W zeszłym sezonie z bratem próbowaliśmy naszych sił w hodowli. Ogólnie nie poświęciliśmy na to za dużo czasu czytając co i jak. Zaczęliśmy późno bo chyba dopiero maj-czerwiec. Kupiliśmy kastre, ziemię i parę paczek robaków. Pocięliśmy tekturę i dorzucaliśmy odpadki. Ale wychodziło chyba że więcej wyjmowaliśmy niż dorzucaliśmy i ogólnie jakoś szybko zapał minął.
W tym roku od początku sezonu działkowego również wrzucałem robaki do kastry i starałem się nie wyciągać. Czasem dodałem jakieś odpadki ale nie za często i nawilżyłem ale nie widziałem żeby coś się działo.
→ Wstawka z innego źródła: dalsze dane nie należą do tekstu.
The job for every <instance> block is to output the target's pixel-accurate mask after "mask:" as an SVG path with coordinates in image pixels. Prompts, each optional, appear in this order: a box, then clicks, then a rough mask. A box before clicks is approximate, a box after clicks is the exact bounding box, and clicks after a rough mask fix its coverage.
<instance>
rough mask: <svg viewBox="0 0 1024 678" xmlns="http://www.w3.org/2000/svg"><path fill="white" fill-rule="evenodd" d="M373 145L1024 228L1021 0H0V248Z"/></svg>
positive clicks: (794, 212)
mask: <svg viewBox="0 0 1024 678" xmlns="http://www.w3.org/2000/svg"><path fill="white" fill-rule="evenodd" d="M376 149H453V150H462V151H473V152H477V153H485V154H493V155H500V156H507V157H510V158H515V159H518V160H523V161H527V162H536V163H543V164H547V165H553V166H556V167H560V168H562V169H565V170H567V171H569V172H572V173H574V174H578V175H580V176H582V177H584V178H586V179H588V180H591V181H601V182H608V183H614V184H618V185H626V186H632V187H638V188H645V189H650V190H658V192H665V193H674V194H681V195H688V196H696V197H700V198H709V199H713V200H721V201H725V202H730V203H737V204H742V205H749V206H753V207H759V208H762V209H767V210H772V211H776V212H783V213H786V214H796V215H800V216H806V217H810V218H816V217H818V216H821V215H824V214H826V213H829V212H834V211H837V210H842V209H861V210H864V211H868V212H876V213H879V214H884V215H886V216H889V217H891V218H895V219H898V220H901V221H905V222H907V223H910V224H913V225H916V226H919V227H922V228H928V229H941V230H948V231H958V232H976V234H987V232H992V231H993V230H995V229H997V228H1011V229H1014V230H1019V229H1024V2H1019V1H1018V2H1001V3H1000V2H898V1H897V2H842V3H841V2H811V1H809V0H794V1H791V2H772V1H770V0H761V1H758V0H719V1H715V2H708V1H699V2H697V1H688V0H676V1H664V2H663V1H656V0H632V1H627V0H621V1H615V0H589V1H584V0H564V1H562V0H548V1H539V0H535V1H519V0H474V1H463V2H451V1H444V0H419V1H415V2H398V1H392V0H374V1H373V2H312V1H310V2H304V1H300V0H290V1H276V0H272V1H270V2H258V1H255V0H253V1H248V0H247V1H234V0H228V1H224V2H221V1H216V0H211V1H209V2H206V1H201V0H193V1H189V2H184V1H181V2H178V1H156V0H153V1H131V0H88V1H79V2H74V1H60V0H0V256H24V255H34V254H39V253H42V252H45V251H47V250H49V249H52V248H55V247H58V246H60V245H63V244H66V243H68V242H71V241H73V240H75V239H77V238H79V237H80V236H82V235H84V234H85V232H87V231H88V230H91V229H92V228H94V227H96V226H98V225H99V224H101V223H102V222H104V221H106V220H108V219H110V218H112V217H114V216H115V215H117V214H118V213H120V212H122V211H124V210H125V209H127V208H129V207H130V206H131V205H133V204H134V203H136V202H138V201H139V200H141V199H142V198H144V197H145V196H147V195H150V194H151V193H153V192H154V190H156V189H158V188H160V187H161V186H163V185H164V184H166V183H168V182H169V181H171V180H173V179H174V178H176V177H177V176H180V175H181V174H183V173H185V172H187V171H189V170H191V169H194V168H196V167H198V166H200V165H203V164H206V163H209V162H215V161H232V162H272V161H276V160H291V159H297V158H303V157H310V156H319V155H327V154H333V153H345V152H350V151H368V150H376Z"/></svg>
W końcu raz nie przykryłem kastry i trochę ją zlało. Ziemia była trochę błockowata/gliniasta ale olałem sprawę. Po 2 miesiącach ja tam zajrzałem. Ziemia wciąż utrzymywała się mocno mokra ale nie dorzucałem tam nic w między czasie a jednak okazało się że sporo tego tam jest. Nie dam głowy ale myślę że ze dwa razy tyle ile ogólnie tam wrzuciłem. Zostawiłem tam trochę tych robaków ale jakoś nie wierzę że przeżyją zimę jakoś że stoją w drewutni na dworze.
Fajnie że temat się pojawił bo ostatnio o tym myślałem. Taką hodowlę jak Dyzma mógłbym prowadzić. Kastrę już mam, tylko muszę ją przywieść z działki, to dlaczego nie spróbować. Tylko miejsce w którym nie byłoby problemu żeby to trzymać w zimę osiąga nawet 0 stopni (jak były mrozy -20). Czy w takiej temperaturze robaki się utrzymają? Jeżeli tak to jadę z tym koksem
Inna sprawa jak z tym nawilżeniem? Wiadomo że nie mogą pływać ale chyba wcześniej zawsze z kolei miałem za suchą tą ziemię.
Ile myślicie na początek robaków kupić? 300 wystarczy żeby na wiosnę mieć już powiedzmy 2 razy tyle?